A front sway bar is a nice upgrade for a street car.
That said: I won six national championships in cars with no swaybars. 4 of those in an X1/9.
I had a front swaybar on my '74 street car. Specifically, not to promote understeer but reduce body roll and correct the car's natural rear roll bias due to the stiffer rear springs. A front bar, added to a mostly stock car, gives the car a much more stable feel in faster corners and reduces total body roll.
I lowered my car with D2 sport/track-day coil-overs with quite an aggressive camber setting and no anti-roll bar (see pics below). Works well, behaves very neutral and is still comfortable on the street. However, good can be better, and next season I will tune it for 100% racing and go for much stiffer springs at the front with a 1,5:1 spring ratio front/rear as per advice from @Steve Hoelscher . But my wheels are 185/60R13, so they are tiny compared to his, so I am afraid it will understeer.Looks like step one is lower and maybe stiffen. What's a good adjustable lowering set up for fast street track days?

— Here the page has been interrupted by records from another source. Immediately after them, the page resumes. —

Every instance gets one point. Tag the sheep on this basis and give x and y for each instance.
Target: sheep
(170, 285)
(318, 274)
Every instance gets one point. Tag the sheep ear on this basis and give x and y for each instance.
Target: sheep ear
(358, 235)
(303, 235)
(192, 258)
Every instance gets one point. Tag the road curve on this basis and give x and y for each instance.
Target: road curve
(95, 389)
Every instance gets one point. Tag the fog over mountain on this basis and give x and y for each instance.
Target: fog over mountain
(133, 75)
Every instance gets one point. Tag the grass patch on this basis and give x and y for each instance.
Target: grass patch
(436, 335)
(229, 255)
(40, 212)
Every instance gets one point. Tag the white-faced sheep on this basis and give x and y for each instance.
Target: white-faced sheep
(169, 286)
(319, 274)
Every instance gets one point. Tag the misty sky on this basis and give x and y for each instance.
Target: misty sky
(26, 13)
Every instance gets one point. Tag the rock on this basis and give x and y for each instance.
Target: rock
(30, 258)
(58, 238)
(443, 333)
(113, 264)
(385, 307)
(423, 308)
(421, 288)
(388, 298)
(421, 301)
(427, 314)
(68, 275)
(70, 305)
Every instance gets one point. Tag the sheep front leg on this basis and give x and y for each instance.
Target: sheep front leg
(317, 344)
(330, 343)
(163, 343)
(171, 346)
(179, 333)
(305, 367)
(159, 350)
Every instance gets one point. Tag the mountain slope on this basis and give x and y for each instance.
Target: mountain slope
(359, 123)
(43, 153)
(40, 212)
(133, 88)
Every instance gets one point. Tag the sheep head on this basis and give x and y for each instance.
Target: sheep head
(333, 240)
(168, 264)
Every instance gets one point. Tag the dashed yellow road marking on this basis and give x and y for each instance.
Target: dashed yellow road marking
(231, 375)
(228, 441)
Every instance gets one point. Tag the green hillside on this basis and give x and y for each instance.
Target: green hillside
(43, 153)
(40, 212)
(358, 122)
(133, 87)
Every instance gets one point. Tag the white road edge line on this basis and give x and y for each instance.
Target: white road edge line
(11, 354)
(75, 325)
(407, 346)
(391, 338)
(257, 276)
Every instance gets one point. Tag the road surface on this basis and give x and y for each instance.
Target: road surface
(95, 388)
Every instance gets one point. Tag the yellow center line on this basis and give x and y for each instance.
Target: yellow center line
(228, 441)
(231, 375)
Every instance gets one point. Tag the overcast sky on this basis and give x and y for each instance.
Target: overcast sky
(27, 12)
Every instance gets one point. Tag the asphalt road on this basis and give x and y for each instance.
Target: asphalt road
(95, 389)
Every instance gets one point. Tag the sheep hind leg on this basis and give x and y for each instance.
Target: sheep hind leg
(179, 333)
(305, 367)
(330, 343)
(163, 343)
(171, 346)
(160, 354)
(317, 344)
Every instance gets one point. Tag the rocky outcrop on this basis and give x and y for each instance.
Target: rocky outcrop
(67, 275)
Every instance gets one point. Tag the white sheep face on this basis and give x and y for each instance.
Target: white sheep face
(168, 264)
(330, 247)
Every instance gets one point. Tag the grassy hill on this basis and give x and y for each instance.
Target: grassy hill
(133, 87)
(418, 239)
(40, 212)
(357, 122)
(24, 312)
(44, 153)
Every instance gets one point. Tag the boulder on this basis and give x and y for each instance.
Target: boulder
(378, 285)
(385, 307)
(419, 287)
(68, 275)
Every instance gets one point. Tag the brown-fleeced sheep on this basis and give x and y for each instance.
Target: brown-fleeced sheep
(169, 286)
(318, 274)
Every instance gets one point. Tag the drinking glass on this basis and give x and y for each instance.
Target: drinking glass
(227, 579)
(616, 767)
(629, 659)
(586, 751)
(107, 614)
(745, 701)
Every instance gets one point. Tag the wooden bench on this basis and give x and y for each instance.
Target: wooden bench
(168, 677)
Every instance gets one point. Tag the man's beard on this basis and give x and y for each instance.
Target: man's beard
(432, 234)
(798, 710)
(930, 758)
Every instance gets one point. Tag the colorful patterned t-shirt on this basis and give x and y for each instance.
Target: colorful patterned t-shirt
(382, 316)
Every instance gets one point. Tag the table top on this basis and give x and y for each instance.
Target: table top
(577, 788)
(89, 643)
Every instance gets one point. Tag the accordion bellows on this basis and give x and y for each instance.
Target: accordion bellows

I'm not one to argue with a multi-champ. I can concede that a stock suspension will have overall roll reduced with a front bar. But every X1/9 I've driven in anger on track or auto-x with a front bar either reduces the oversteer significantly or downright understeers. I suspect you know more what you're doing with suspension setups that the average Joe that just buys a bar and cranks it up. The cars I've driven with bars weren't setup by a multi-champ, that's for sure.
I've found that lowering an X1/9 relieves the need for a bar to limit roll. At least to my liking, while not significantly impacting the car's natural oversteer tendencies, which is part of what makes it a great handling car.